What was correlation again?

We ended up going a little fast at the end of lecture through an important topic, namely, what the pearson correlation actually is so I wanted to walk through it carefully.


But that first requires us to understand covariance



Covariance

The sample covariance between two variables \(X\) and \(Y\) is calculated as:

\[ \text{cov}(X,Y) = \frac{\sum_{i=1}^{n}(x_i - \bar{x})(y_i - \bar{y})}{n-1} \]

Where:

  • \(x_i, y_i\) are individual data points
  • \(\bar{x}, \bar{y}\) are the sample means
  • \(n\) is the sample size

(we’re dividing by \(n-1\) as usual as part of Bessel’s Correction).
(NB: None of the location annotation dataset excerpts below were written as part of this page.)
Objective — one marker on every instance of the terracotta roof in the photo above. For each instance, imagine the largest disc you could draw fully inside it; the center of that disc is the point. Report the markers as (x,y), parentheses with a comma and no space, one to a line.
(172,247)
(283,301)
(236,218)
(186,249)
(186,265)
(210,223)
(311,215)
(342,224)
In prose: the numerator is iterating over each of the data points in our sample and measuring the deviation between that point and the sample mean. The denominator is then normalizing so that we get the average deviation per point in our data set.



We can confirm this with a little intuition pushing by deriving the covariance manually, and confirming this aligns with the output from the build in R function cov() (which simply calculates the same thing for us)

# Let's take an actual straight line to start
x <- c(1, 2, 3, 4, 5)
y <- c(2, 4, 6, 8, 10)

x.bar <- mean(x)  # 3
y.bar <- mean(y)  # 6

deviations <- (x - x.bar) * (y - y.bar)
# (-2*-4) + (-1*-2) + (0*0) + (1*2) + (2*4)
# = 8 + 2 + 0 + 2 + 8 = 20

numerator <- sum(deviations)
denom <- (length(x) - 1) 

cov_manual <- numerator / denom  # 20/4 = 5

# Verify with cov()
cov(x, y)  # 5
## [1] 5


The \(x\) calculation is asking how far each x point is from the sample \(\bar{x}\) mean and the \(y\) calculation is asking the same thing but for y. And then the covariance is just asking whether those deviations change together or not!

  • If when X increases, Y tends to increase we derive a positive covariance
  • if when X increases, Y tends to decrease we derive a negative covariance
  • And we derive a covariance of zero if there is no relationship between the variables
# Try out the above by flipping y to be negative....
x <- c(1, 2, 3, 4, 5)
z <- -1 * y

deviations <- (x - mean(x)) * (z - mean(z) )
cov_manual <- sum(deviations) / (length(x) - 1)   # -20 / 4 = -5
cov_manual
## [1] -5
cov(x, z)  # -5
## [1] -5

Units of covariance

Covariance scales with the size of the original input variables. i.e., if we double all the values in x and y here then see how the covarariance changes quadratically…

cov(2*x, 2*y)
## [1] 20
cov(3*x, 3*y)
## [1] 45
cov(4*x, 4*y)
## [1] 80

We could write this as a general form if we wanted:

\[ cov(a*X, b*Y) = a * b * cov(X,Y) \]

This scaling property reflects the units that covariance is in: units of \(x\) * units of \(y\)….!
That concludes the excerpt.